Setiap Jumat bakda salat isya, di masjid sebuah desa, terselenggara pengajian rutin. Pesertanya tak banyak, hanya berkisar sepuluh orang. Mereka, yang kebanyakan adalah pemuda, datang untuk mengaji karena memang haus akan ilmu.
Selain itu, mereka menyadari bahwa sang pengampu pengajian, yang disapa dengan sebutan kiai itu, merupakan sosok yang menjadi washilah (jembatan) keberkahan dalam hidup. Ya, ngalap berkah. Demikian seringkali dituturkan anak-anak muda pecinta masjid itu.
Namun saban pekan pengajian, sang kiai–sebut saja Kiai Mursid—itu selalu merokok saat pengajian berlangsung. Kiai Mursid duduk persis di depan mimbar, membelakangi tempat pengimaman. Sembari menjelaskan, jari tangan kanannya terlihat sibuk mengantarkan rokok ke mulut dan membuang abunya ke gelas plastik air mineral yang diberi sedikit air.

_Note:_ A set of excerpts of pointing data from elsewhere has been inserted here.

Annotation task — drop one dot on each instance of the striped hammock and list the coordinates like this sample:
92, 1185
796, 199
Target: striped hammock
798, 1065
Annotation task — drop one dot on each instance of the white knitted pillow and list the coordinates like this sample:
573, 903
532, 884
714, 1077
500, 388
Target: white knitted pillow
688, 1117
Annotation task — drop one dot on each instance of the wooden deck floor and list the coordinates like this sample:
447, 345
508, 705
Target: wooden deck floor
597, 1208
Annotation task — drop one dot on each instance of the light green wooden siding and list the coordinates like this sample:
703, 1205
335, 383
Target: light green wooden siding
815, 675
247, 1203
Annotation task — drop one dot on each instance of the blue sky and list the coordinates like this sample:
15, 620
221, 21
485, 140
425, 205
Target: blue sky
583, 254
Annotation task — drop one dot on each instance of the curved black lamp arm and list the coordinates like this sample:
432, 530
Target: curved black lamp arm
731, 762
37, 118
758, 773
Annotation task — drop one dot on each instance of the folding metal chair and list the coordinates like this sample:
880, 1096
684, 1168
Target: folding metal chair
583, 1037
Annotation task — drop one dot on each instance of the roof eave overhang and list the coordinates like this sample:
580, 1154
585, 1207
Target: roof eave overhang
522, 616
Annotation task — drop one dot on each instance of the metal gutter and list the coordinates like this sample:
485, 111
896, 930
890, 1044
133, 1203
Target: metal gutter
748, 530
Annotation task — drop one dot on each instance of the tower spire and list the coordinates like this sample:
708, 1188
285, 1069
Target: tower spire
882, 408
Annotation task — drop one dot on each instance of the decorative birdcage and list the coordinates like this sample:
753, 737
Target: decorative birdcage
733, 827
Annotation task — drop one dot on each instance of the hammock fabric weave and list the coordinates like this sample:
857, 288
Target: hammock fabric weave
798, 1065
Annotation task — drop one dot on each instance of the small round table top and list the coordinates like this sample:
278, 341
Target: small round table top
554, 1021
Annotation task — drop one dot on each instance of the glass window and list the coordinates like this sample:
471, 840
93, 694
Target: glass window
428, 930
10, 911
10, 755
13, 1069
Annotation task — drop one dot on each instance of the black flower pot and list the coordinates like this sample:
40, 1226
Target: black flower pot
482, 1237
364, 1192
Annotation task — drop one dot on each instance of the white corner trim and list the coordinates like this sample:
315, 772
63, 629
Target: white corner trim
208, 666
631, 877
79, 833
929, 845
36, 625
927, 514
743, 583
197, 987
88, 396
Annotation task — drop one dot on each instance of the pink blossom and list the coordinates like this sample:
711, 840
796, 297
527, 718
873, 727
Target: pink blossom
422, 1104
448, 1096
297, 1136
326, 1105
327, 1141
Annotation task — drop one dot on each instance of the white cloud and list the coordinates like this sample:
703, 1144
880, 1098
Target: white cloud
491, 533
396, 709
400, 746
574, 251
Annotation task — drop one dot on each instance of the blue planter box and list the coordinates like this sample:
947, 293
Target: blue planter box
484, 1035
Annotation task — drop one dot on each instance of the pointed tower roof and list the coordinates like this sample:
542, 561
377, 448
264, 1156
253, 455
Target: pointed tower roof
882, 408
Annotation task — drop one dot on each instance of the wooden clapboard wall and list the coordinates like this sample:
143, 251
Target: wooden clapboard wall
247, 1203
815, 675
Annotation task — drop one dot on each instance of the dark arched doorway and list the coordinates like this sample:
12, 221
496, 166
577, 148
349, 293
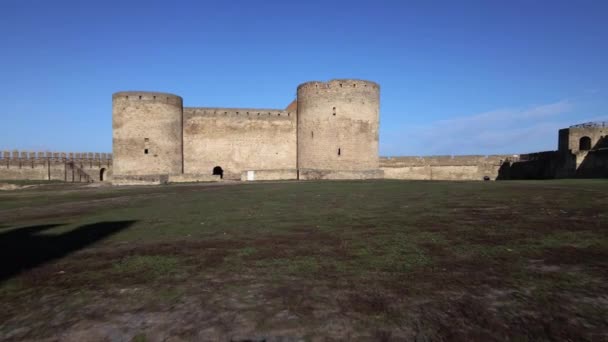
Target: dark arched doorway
585, 144
102, 173
218, 171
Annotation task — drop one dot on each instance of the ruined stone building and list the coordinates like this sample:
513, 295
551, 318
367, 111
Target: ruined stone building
329, 132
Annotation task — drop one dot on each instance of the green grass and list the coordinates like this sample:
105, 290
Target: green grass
367, 248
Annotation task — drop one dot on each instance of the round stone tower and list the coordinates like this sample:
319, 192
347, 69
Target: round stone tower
338, 125
147, 133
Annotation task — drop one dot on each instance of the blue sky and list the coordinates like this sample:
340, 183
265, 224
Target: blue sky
457, 77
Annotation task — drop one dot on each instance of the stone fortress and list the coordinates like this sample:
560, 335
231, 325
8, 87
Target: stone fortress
329, 132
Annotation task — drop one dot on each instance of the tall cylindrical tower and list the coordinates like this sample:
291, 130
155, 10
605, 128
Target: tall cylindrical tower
147, 133
338, 125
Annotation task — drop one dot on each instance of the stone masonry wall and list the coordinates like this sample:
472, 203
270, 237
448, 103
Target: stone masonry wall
147, 133
338, 124
69, 167
238, 139
445, 167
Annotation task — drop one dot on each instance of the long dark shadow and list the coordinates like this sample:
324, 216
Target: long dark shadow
25, 248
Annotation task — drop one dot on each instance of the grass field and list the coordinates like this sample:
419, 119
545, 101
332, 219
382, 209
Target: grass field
368, 260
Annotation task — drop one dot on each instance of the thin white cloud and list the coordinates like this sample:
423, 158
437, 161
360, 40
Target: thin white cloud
502, 131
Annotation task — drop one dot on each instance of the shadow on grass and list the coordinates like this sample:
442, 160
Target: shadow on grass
25, 248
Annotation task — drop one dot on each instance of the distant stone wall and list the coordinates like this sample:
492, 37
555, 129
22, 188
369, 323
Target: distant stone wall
69, 167
238, 139
146, 133
474, 167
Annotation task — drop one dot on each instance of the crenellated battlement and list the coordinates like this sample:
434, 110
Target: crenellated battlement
338, 84
62, 156
252, 113
148, 96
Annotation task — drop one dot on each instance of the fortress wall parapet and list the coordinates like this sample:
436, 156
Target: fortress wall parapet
241, 113
65, 166
148, 96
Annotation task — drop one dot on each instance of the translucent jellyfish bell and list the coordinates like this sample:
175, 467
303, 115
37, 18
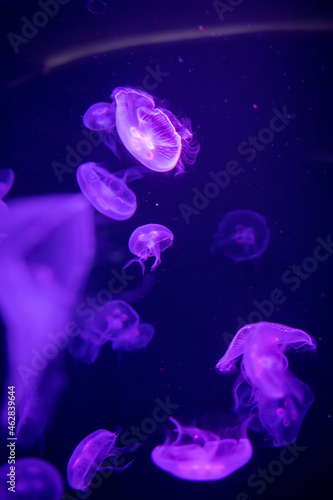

Pemandangan itu, rupanya mengganggu batin salah seorang peserta pengajian (santri). Sebutlah namanya, Haidar. Ia juga perokok berat. Tapi tak berani merokok di dalam masjid. Sebab baginya, masjid adalah rumah Allah yang harus suci dan bersih dari asap rokok.
Tapi ada yang mengganjal. Asumsi Haidar selama ini tentang keharaman merokok di dalam masjid itu seperti terbantahkan lantaran ia melihat Kiai Mursid, guru ngaji yang disegani dan penuh kharisma di wajahnya itu, selalu berani merokok di rumah Allah yang suci.
Hati Haidar bergejolak, karena barangkali asumsinya selama ini salah. Maka, saat sesi tanya jawab diberikan Kiai Mursid, Haidar langsung mengangkat tangan memberanikan diri untuk bertanya.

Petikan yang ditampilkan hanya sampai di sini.